Hive to Hive Variation.

There was considerable variation between the hives as to their susceptibility to the products tested (Figure 14). Differences in overall mortality as measured by the mean percentage of bees dead per observation (Table 4) were found to be significant at the 5% level. The ANOVA indicated that variance between duplicate cups within a hive/treatment/replication combination was not a significant component of the total variance (<1%). Analysis by treatment showed that differences between hives were significant for only two treatments, carbaryl and permethrin at 10 PPM (Table 5).

Analysis of Racial Differences.

The influence of race on the hive differences was assessed by grouping the hives into Italian, Caucasian, Carniolan and Buckfast. While this latter group is not a true race, it does represent a different genetic lineage than the other hives and does not fit well into any of the other races, although each of these races was used at some point in the development of the Buckfast bee.

Figure 15 shows the mean percent mortality by race. Each race is represented by two hives except Italian which was represented by four hives. The Italian and Caucasian races were significantly different from the Carniolan and Buckfast races. Further analysis of the four hives grouped as Italian was conducted by splitting the group into Indiana and California strains. Since the Indiana strain was assumed to have been exposed to the materials in question, while the California strain was selected from breeding stock in Canada in an area of no pesticide use, differences representing selection pressure should have been evident between these two groups. The means and standard deviations of the Indiana and California strains were 13.4%(6.1) and 15.9%(7.4), respectively. The difference was not significant the 5% level.

The racial differences were also examined by treatment. Figure 16 shows the mean percent mortality by treatment. The treatments were: Trt. 1 - carbaryl 1PPM, Trt. 2 - carbaryl 10PPM, Trt. 3 - permethrin, Trt. 4 - permethrin 10PPM, Trt. 5 - fluvalinate 1PPM, Trt. 6 - fluvalinate 10PPM, and Trt. 7 - the control of 50% sucrose only. The Italian race was significantly more sensitive to carbaryl than any other race.

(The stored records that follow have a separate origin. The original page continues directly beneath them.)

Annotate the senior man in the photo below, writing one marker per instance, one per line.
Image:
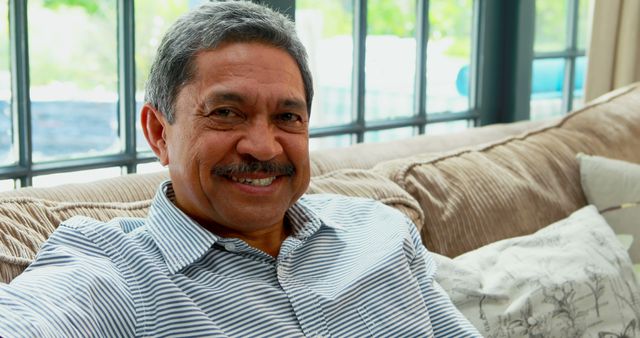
(231, 247)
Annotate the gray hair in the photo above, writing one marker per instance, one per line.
(208, 26)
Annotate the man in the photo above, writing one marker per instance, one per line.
(231, 247)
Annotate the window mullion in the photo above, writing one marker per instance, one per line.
(126, 81)
(359, 58)
(570, 63)
(21, 104)
(422, 40)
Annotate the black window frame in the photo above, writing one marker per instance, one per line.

The Caucasian race was significantly more sensitive to permethrin than the other races and while not significant, showed an interesting sensitivity to fluvalinate at 10 PPM.

Discussion.

Racial differences in susceptibility to the treatments examined were noted. It was especially interesting to note that the Italian race, the most popular in the United States, was the most susceptible to carbaryl and more susceptible to permethrin than the Carniolan and Buckfast races. The similarity between the Buckfast race and the Carniolan is not surprising since the Carniolan was a major line used by Brother Adam in developing the Buckfast bee. It was also very interesting to note the small amount of variation between the different sources of a race compared to racial differences.

Since the so-named Indiana and California strains of the Italian race were not positively known to have represented lines selected under insecticide pressure and a lack of such pressure respectively, the lack of significance of the difference should not be taken to suggest that selection for increased tolerance to carbaryl or the synthetic pyrethroid insecticides would not be effective. The racial differences would suggest that racial hybrids should be considered in any breeding program whose aim was increased resistance to insecticides.